The Itharim turning on him, their harmony no longer a song of praise but of sorrow, of grief, of condemnation.
And Asterion judged him.
Not with wrath.
Not with fire.
But with finality.
Kaarith was unmade.
Not destroyed—no, that would have been too simple.
Instead, he was cast out, sealed within one of the very bubbles of existence he had twisted, left to drift in the sea of time, his voice forever whispering but unheard, his screams swallowed by silence itself.
And then—
---
Benjamin felt it now.
The pull.
Not from Kaarith. Not from Malachros.
From something else.
His vision blurred, twisted—and suddenly, he was seeing through someone else's eyes.
Not a memory. Not a dream.
Something real.
---
The world was lower, faster, moving on instinct.
Shadows, flickering torchlight, the damp scent of deep stone. The scurry of small creatures, the distant echoes of footsteps in tunnels.
He was seeing through Atty.
He was Atty.
And Atty was moving with purpose.
---
Days had passed.
Yu and Dab had survived.
They had returned to the Academy without Benjamin, without answers, only a single truth—he was gone.
The Academy would not let this go unanswered.
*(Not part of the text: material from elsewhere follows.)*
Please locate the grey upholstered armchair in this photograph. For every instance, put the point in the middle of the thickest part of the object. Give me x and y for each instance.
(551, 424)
The Chief Sage had granted a scouting mission, led by seasoned Sage Instructors, allowing the students to search for their lost friend under the condition that they did not act recklessly.
They had five days.
Yu and Dab had prepared, planned, their every move calculated.
And then they split.
Yu and Dab went one way.
Atty went another.
Because Atty felt something.
A thread. A presence.
A single, fragile pull in the endless darkness.
---
Atty's form slipped through hidden paths, places no human could go.
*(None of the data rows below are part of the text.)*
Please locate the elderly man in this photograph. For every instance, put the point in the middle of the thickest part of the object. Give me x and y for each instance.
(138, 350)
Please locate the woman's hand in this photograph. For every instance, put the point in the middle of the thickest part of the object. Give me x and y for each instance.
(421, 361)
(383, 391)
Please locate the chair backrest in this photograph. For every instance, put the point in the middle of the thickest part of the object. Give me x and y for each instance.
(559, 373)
He squeezed through cracks, scurried down forgotten tunnels, passing by silent horrors lurking in the deep—Dawads, twisted creatures with sensory whiskers twitching for prey, their razor-sharp mandibles clicking in the stillness.
But Atty was small, quiet, unseen.
He moved through the labyrinth of stone, deeper than any living creature had reason to go.
And then—
He heard them.
Voices.
---
Atty peered from the shadows, his form barely noticeable among the dripping stalactites.
The room beyond was a small alcove, half-carved, half-natural, with a single torch sputtering against the damp.
A group of men in Black Flame fatigues stood there, speaking in low voices.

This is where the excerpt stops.